2010-08-06 20:40:31 | 小論
松村が大学の卒論のテーマにアウグスチヌスを選んだのは1929年5月29日である。松村は三高の3年の6月に結核のため退学し、それから3年10ヶ月の間闘病生活を送っている。このおおよそ4年近くのロスタイムがその後の松村の生涯に与えた心理的プレッシャーは計り知れない。それはともかく、幸いにも病気は癒され1929年4月に、三高の3年生に復学が許された。その時の松村の状況はまるで浦島太郎状態であったろう。かつての同級生たちはすでに大学に進学し、ある者はすでに卒業している。当時の大学は3年制であった。と同時に、新しい同級生は松村にとって「若すぎる」。

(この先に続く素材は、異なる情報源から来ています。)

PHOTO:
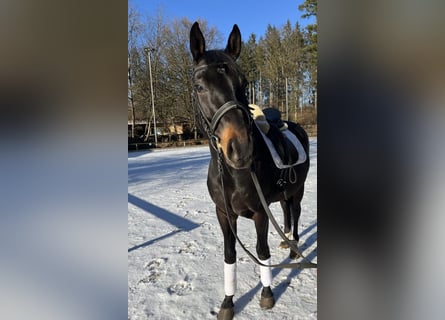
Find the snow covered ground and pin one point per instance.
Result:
(175, 245)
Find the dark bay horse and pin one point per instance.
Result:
(237, 148)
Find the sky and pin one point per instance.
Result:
(251, 16)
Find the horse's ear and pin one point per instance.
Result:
(233, 47)
(197, 42)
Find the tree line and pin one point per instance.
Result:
(281, 68)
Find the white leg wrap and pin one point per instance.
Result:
(229, 279)
(266, 273)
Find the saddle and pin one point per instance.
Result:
(286, 150)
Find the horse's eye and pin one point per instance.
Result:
(199, 88)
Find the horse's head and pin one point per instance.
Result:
(220, 96)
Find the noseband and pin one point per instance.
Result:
(211, 126)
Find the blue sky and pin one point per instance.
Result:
(252, 16)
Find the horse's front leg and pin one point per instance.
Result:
(296, 212)
(262, 226)
(287, 215)
(227, 308)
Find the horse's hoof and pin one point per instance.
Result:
(284, 245)
(267, 300)
(225, 314)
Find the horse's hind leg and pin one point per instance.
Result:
(227, 308)
(262, 225)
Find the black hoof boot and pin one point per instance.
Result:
(226, 312)
(267, 300)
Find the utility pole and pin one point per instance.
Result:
(148, 52)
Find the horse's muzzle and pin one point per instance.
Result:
(238, 153)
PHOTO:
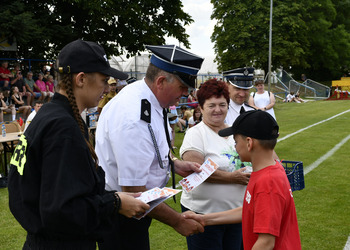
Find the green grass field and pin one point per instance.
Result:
(322, 207)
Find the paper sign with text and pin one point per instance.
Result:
(195, 179)
(155, 196)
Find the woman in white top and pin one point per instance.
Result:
(262, 99)
(225, 188)
(196, 118)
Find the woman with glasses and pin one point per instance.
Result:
(225, 188)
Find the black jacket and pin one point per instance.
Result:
(61, 193)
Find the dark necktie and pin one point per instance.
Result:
(165, 118)
(242, 110)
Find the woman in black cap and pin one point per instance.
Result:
(56, 188)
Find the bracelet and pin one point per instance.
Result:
(117, 202)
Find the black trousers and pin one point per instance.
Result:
(36, 242)
(127, 233)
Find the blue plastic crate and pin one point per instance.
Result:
(295, 174)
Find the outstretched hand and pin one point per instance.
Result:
(188, 226)
(185, 168)
(130, 206)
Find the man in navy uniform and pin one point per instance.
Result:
(132, 142)
(240, 82)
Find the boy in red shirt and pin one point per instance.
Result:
(268, 218)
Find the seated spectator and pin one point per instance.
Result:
(41, 87)
(30, 86)
(5, 76)
(185, 116)
(262, 99)
(50, 87)
(19, 103)
(109, 95)
(195, 118)
(4, 108)
(192, 98)
(18, 81)
(37, 106)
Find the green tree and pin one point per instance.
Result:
(42, 27)
(308, 37)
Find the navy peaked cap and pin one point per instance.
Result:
(241, 77)
(177, 61)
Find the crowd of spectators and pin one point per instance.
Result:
(20, 88)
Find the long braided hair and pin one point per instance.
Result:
(66, 83)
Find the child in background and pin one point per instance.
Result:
(4, 108)
(50, 87)
(19, 103)
(41, 87)
(268, 216)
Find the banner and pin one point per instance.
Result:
(7, 45)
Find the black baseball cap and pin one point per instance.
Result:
(257, 124)
(84, 56)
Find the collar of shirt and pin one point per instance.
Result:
(153, 99)
(235, 106)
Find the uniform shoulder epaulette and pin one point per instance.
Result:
(145, 111)
(246, 104)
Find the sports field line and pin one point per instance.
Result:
(324, 157)
(312, 125)
(347, 245)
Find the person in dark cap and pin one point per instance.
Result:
(240, 81)
(133, 142)
(56, 187)
(268, 215)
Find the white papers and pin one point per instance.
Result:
(155, 196)
(195, 179)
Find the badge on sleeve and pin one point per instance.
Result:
(146, 110)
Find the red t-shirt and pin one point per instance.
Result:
(269, 208)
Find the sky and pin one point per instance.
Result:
(200, 31)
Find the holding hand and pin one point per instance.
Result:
(185, 168)
(188, 226)
(130, 206)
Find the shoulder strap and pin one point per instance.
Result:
(145, 111)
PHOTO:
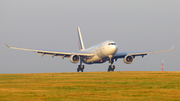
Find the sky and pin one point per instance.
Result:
(135, 25)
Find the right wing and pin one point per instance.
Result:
(55, 52)
(138, 53)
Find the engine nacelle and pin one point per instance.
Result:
(74, 58)
(128, 59)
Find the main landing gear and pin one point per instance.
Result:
(111, 66)
(80, 67)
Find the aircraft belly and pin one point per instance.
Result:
(94, 59)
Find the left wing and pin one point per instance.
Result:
(139, 53)
(55, 52)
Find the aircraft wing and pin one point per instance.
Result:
(138, 53)
(55, 52)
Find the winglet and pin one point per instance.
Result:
(7, 45)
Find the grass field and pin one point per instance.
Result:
(136, 85)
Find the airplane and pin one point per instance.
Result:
(100, 53)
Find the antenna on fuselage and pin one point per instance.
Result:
(81, 44)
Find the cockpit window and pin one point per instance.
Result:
(112, 44)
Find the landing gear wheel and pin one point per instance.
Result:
(111, 68)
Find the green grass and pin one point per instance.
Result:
(138, 85)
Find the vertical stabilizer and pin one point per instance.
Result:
(81, 44)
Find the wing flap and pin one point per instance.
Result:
(54, 53)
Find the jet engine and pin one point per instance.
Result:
(74, 58)
(128, 59)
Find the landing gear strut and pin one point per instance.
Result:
(80, 67)
(111, 66)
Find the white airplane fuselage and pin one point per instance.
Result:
(102, 51)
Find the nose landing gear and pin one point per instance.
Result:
(80, 67)
(111, 66)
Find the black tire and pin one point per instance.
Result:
(81, 70)
(77, 69)
(113, 68)
(109, 69)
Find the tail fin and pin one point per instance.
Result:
(81, 45)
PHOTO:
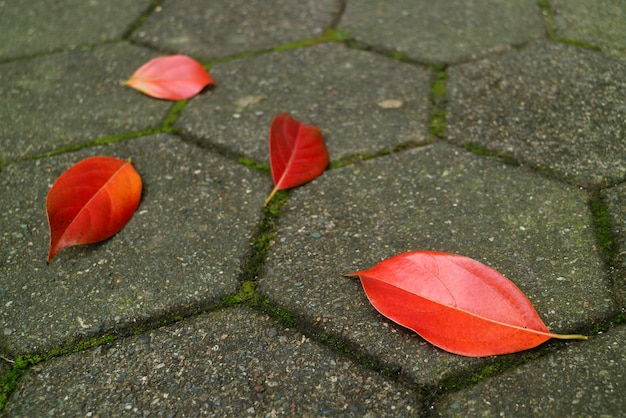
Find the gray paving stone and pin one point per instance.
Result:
(342, 91)
(444, 31)
(46, 26)
(552, 106)
(73, 98)
(616, 200)
(583, 380)
(228, 363)
(599, 23)
(211, 29)
(536, 232)
(182, 249)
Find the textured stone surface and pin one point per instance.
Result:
(343, 92)
(584, 379)
(182, 249)
(46, 26)
(73, 98)
(615, 199)
(446, 30)
(552, 106)
(598, 22)
(211, 29)
(536, 232)
(228, 363)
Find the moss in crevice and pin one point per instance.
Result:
(263, 238)
(172, 116)
(8, 381)
(606, 238)
(142, 18)
(483, 151)
(245, 294)
(100, 141)
(250, 163)
(437, 122)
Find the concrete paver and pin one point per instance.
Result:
(538, 83)
(342, 91)
(553, 106)
(228, 363)
(182, 250)
(600, 23)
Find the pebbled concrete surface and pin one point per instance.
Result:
(206, 304)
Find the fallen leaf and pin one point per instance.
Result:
(455, 303)
(297, 153)
(174, 77)
(91, 201)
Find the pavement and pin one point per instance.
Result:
(493, 129)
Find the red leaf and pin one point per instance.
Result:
(455, 303)
(297, 153)
(91, 201)
(175, 77)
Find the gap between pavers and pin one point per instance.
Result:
(537, 232)
(551, 106)
(183, 249)
(229, 363)
(441, 32)
(72, 98)
(219, 28)
(40, 27)
(583, 379)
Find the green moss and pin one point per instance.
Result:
(330, 35)
(486, 152)
(245, 294)
(604, 231)
(437, 122)
(279, 313)
(250, 163)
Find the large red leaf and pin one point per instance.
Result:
(297, 153)
(91, 201)
(455, 303)
(175, 77)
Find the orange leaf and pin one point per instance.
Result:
(91, 201)
(297, 153)
(455, 303)
(175, 77)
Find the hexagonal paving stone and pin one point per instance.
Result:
(229, 363)
(346, 93)
(553, 106)
(537, 232)
(46, 26)
(182, 250)
(446, 30)
(584, 379)
(599, 23)
(226, 27)
(73, 98)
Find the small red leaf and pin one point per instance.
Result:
(91, 201)
(455, 303)
(175, 77)
(297, 153)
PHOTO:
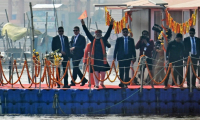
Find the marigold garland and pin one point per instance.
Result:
(182, 28)
(118, 25)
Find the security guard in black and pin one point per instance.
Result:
(174, 54)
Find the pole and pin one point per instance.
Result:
(163, 22)
(190, 75)
(96, 25)
(32, 43)
(7, 40)
(7, 15)
(62, 23)
(40, 72)
(12, 68)
(27, 62)
(89, 72)
(24, 20)
(32, 25)
(0, 107)
(46, 40)
(4, 44)
(142, 72)
(87, 22)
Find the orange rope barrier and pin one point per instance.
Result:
(81, 78)
(113, 62)
(194, 72)
(8, 81)
(131, 78)
(150, 75)
(185, 74)
(115, 76)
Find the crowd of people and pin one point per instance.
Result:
(125, 52)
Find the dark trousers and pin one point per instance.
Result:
(177, 71)
(124, 66)
(66, 76)
(194, 61)
(77, 71)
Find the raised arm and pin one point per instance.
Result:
(134, 52)
(107, 35)
(116, 49)
(167, 52)
(88, 34)
(150, 45)
(53, 44)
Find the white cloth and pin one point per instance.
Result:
(192, 52)
(61, 41)
(125, 41)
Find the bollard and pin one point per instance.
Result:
(40, 73)
(190, 75)
(89, 72)
(0, 106)
(12, 68)
(142, 61)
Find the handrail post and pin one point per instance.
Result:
(142, 62)
(40, 72)
(190, 75)
(89, 71)
(12, 68)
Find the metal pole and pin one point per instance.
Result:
(24, 20)
(190, 75)
(96, 25)
(89, 72)
(32, 43)
(28, 69)
(4, 44)
(62, 23)
(12, 68)
(142, 72)
(7, 39)
(7, 15)
(163, 22)
(142, 77)
(40, 72)
(87, 22)
(0, 107)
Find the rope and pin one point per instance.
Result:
(107, 75)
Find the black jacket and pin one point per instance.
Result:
(187, 45)
(56, 44)
(119, 48)
(104, 38)
(78, 52)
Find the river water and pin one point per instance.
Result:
(98, 117)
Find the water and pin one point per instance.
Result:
(98, 117)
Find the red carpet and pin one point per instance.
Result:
(44, 86)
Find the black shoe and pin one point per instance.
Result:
(66, 86)
(72, 84)
(83, 83)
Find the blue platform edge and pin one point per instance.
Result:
(102, 101)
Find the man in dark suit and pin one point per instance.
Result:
(77, 43)
(192, 44)
(124, 52)
(174, 54)
(61, 42)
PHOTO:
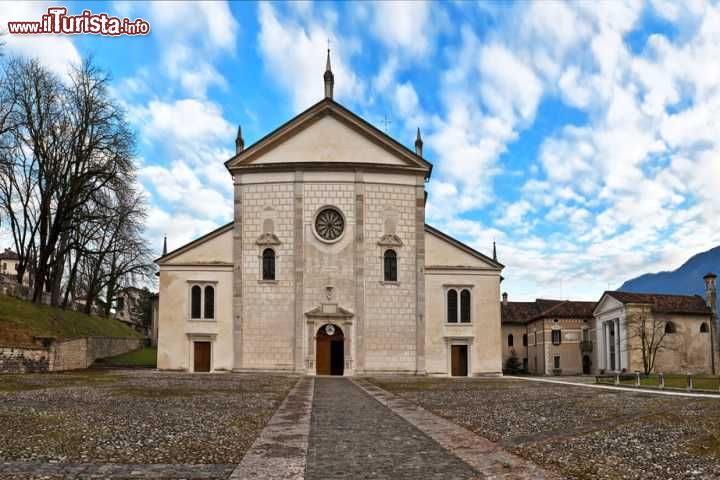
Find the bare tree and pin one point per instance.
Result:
(66, 181)
(647, 334)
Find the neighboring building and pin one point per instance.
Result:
(683, 323)
(328, 266)
(8, 262)
(550, 337)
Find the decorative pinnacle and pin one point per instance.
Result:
(239, 141)
(418, 144)
(329, 78)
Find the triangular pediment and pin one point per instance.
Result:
(607, 303)
(441, 250)
(328, 133)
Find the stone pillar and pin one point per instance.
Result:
(298, 269)
(420, 278)
(359, 269)
(237, 279)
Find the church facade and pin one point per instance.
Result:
(328, 266)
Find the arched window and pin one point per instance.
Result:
(268, 264)
(390, 266)
(195, 300)
(452, 306)
(465, 306)
(209, 302)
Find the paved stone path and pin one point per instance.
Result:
(25, 470)
(333, 428)
(353, 436)
(281, 450)
(487, 458)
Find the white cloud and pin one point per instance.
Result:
(407, 27)
(184, 123)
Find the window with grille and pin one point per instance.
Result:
(390, 258)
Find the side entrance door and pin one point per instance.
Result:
(458, 360)
(586, 364)
(201, 356)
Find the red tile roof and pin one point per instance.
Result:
(523, 312)
(664, 303)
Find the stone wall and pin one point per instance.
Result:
(24, 360)
(70, 354)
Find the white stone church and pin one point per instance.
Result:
(328, 266)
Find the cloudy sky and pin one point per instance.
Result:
(584, 138)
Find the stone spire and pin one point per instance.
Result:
(329, 78)
(418, 144)
(239, 141)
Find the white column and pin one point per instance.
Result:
(603, 348)
(618, 357)
(607, 345)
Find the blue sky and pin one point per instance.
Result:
(584, 138)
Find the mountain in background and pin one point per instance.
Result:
(686, 280)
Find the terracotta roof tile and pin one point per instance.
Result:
(523, 312)
(663, 303)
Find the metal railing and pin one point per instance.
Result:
(662, 381)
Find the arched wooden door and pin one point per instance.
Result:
(586, 364)
(330, 350)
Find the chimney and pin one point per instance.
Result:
(711, 293)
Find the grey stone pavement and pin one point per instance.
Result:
(352, 436)
(332, 428)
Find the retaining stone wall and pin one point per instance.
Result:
(71, 354)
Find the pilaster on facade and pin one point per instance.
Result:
(359, 271)
(298, 269)
(237, 303)
(420, 277)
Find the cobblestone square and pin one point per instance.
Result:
(135, 417)
(579, 432)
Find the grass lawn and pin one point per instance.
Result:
(21, 320)
(144, 357)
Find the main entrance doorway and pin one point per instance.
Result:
(458, 360)
(330, 350)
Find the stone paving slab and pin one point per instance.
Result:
(355, 437)
(27, 470)
(486, 457)
(281, 449)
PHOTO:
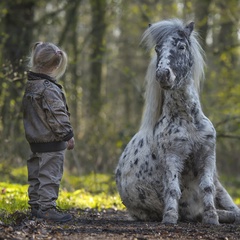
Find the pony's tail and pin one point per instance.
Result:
(153, 98)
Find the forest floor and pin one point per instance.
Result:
(110, 224)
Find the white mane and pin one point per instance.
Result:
(157, 34)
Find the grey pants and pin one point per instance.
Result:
(45, 172)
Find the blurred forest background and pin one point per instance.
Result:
(104, 81)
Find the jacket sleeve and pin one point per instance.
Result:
(57, 115)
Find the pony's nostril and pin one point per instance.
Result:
(167, 72)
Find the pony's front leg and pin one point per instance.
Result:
(224, 201)
(172, 192)
(208, 190)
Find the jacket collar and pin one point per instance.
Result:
(41, 76)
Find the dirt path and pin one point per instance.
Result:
(110, 224)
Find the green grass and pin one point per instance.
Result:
(96, 191)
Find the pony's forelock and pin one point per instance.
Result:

その3年生の5月の末に、大学に入ってアウグスチヌスを研究しようと考えていたのであるから、大変なものである。1930年4月に大学に入る。松村のアウグスチヌスへの取り組みは教授たちの間でも評判になったらしく、波多野教授の耳にも入り、大学2年生当時のことが石原謙への書簡にも見られる。3年生の12月3日の日記によると、松村は貧乏学生であるにもかかわらず、フランス語版のアウグスチヌス全集(34巻)を350円でフランスから取り寄せている。その日、西洋哲学史の九鬼教授、波多野教授に教えを請いに行っているが、九鬼教授は質問しても自分で「うんうん」考え込んでしまい、結局自分で考えなければならないと教えられ「楽しかった」と言い、波多野教授については「話しが下手である」などと感想を書いている。
また、その頃共助会のルートで石原謙先生にも教えを乞うているが、その場面には中川秀恭も同席していたらしい。
ともかく、松村のアウグスチヌスへの取り組みは通常の大学卒論のレベルをはるかに超えており、その時の最優秀論文に選ばれており、この論文によって、大学院での研究生活が可能になった。